The need for referral, the monitoring of vouchers, and the network within which the foodbanks operate, are all designed to guard against abuse, including people trying to access foodbanks in several different locations.
What else do Trussell Trust do? : research & advocacy at the national level
The Trussell Trust also carries out research and advocacy work, engaging the governments across the UK with evidenced-insights into the realities of poverty, gleaned through their experiences of the people they have helped through their foodbanks. They advocate particularly for helping to tackle poverty and hunger through improvements to benefits delivery; raising the minimum wage; and encouraging more firms to adopt the living wage. Fundamentally, the Trust argues for the UK having a robust welfare safety net, and work that pays enough to keep people out of poverty.

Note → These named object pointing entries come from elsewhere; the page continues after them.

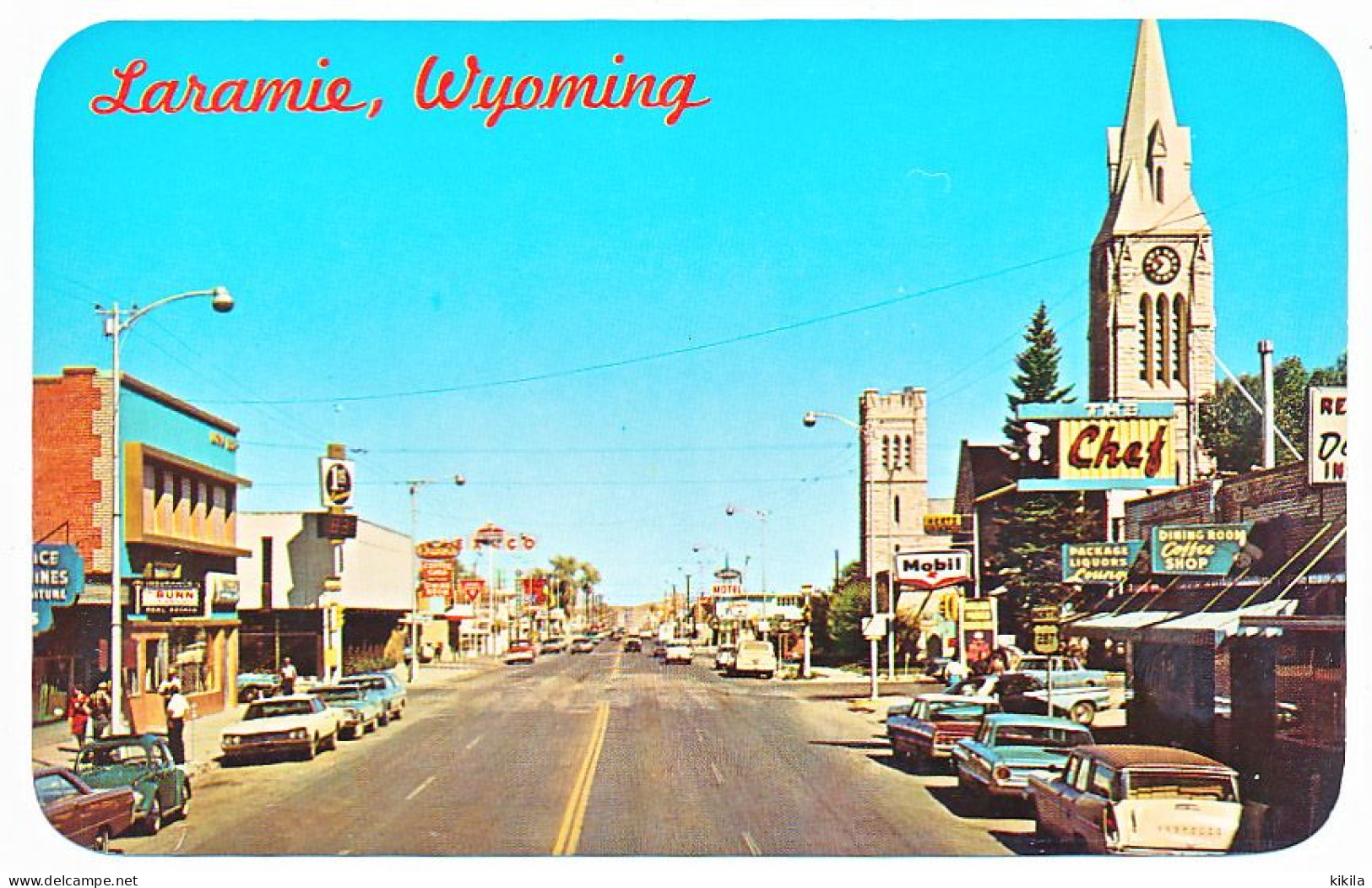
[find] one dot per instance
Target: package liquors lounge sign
(1098, 561)
(1198, 550)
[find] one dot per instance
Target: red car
(85, 815)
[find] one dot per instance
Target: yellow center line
(575, 815)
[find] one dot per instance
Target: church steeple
(1150, 155)
(1152, 328)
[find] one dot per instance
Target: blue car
(1009, 750)
(360, 708)
(386, 690)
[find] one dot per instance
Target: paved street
(599, 754)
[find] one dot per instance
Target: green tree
(1036, 524)
(1231, 427)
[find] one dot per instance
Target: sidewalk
(52, 745)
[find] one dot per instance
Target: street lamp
(415, 565)
(865, 432)
(117, 322)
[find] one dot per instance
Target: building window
(1179, 333)
(1159, 341)
(267, 571)
(1145, 333)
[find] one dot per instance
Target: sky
(610, 327)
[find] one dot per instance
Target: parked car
(1132, 799)
(520, 652)
(386, 688)
(678, 652)
(755, 658)
(252, 685)
(358, 710)
(1066, 671)
(296, 723)
(84, 815)
(143, 763)
(928, 728)
(1028, 695)
(1010, 748)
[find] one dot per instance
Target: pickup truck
(1066, 671)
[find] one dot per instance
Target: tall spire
(1150, 155)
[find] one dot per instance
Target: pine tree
(1036, 524)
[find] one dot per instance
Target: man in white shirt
(177, 708)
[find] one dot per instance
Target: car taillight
(1109, 826)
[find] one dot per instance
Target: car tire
(153, 822)
(1082, 712)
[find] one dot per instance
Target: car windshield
(339, 693)
(270, 708)
(105, 756)
(1174, 785)
(948, 712)
(1040, 736)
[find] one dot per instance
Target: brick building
(1247, 668)
(179, 502)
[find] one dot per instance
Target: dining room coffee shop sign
(1198, 550)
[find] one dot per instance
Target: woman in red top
(77, 715)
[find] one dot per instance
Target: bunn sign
(933, 570)
(1098, 447)
(1098, 561)
(1328, 434)
(58, 578)
(1198, 550)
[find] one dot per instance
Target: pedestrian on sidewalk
(100, 707)
(79, 717)
(287, 677)
(177, 708)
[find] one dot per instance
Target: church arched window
(1145, 333)
(1180, 330)
(1159, 342)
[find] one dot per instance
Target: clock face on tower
(1161, 265)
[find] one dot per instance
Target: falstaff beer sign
(1098, 561)
(1098, 447)
(1198, 550)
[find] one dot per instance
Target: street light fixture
(117, 322)
(811, 419)
(415, 565)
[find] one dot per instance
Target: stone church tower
(1152, 328)
(895, 475)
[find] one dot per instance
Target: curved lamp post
(117, 322)
(811, 419)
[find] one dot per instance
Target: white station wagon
(1131, 799)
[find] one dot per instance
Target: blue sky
(952, 171)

In partnership with academics, other charities, and policy experts, in the last three years the Trust has published a number of research reports. These include a report on some of the impacts of the transition to Universal Credit; a paper seeking to measure for the first time the extent of food poverty across the UK, and links to problems with the welfare safety net; and a report identifying a number of problems they see with the benefits system contributing to an increase in foodbank use. They have also made evidenced submissions to the Work & Pensions Select Committee Inquiries into sanctions and welfare delivery, and input into the All Party Parliamentary Group on Hunger’s Feeding Britain Inquiry.
How do I volunteer, or donate to a foodbank? How else can I help?
One way you might help is by factoring the UK food poverty situation into your decision about how to vote in the General Election on Thursday.
Other obvious ways are to donate food or to volunteer, whether with the Trussell Trust, or another emergency food assistance project.
Over 90% of food distributed by Trussell Trust foodbanks is publically-donated. Collection boxes are often in local supermarkets, and foodbanks will also take donations direct. It is best to check with your local foodbank to see what supplies they are currently short of e.g. my local foodbank is always short of fruit juice, but has far too many biscuits, which also tend to have a shorter shelf-life than other non-perishable food.
You can find out where to volunteer or donate food with the Trussell Trust in your local area via the map and other information on their website. There is also a link for one-off or regular monetary donations.